Scholars@Duke publication: Performance of a Machine Learning Classifier of Knee MRI Reports in Two Large Academic Radiology Practices: A Tool to Estimate Diagnostic Yield.

Performance of a Machine Learning Classifier of Knee MRI Reports in Two Large Academic Radiology Practices: A Tool to Estimate Diagnostic Yield.

Publication , Journal Article

Hassanpour, S; Langlotz, CP; Amrhein, TJ; Befera, NT; Lungren, MP

Published in: AJR Am J Roentgenol

April 2017

OBJECTIVE: The purpose of this study is to evaluate the performance of a natural language processing (NLP) system in classifying a database of free-text knee MRI reports at two separate academic radiology practices. MATERIALS AND METHODS: An NLP system that uses terms and patterns in manually classified narrative knee MRI reports was constructed. The NLP system was trained and tested on expert-classified knee MRI reports from two major health care organizations. Radiology reports were modeled in the training set as vectors, and a support vector machine framework was used to train the classifier. A separate test set from each organization was used to evaluate the performance of the system. We evaluated the performance of the system both within and across organizations.
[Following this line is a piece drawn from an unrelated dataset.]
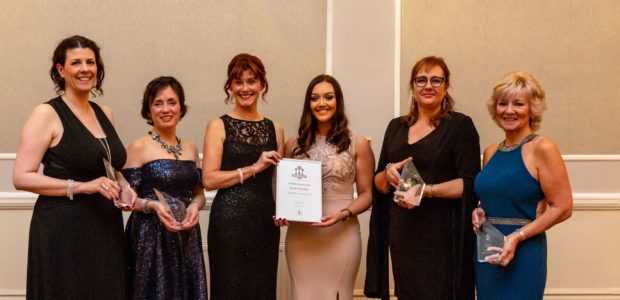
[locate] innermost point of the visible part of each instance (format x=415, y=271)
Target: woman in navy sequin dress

Standard evaluation metrics, such as accuracy, precision, recall, and F1 score (i.e., the weighted average of the precision and recall), and their respective 95% CIs were used to measure the efficacy of our classification system. RESULTS: The accuracy for radiology reports that belonged to the model's clinically significant concept classes after training data from the same institution was good, yielding an F1 score greater than 90% (95% CI, 84.6-97.3%). Performance of the classifier on cross-institutional application without institution-specific training data yielded F1 scores of 77.6% (95% CI, 69.5-85.7%) and 90.2% (95% CI, 84.5-95.9%) at the two organizations studied. CONCLUSION: The results show excellent accuracy by the NLP machine learning classifier in classifying free-text knee MRI reports, supporting the institution-independent reproducibility of knee MRI report classification. Furthermore, the machine learning classifier performed well on free-text knee MRI reports from another institution. These data support the feasibility of multiinstitutional classification of radiologic imaging text reports with a single machine learning classifier without requiring institution-specific training data.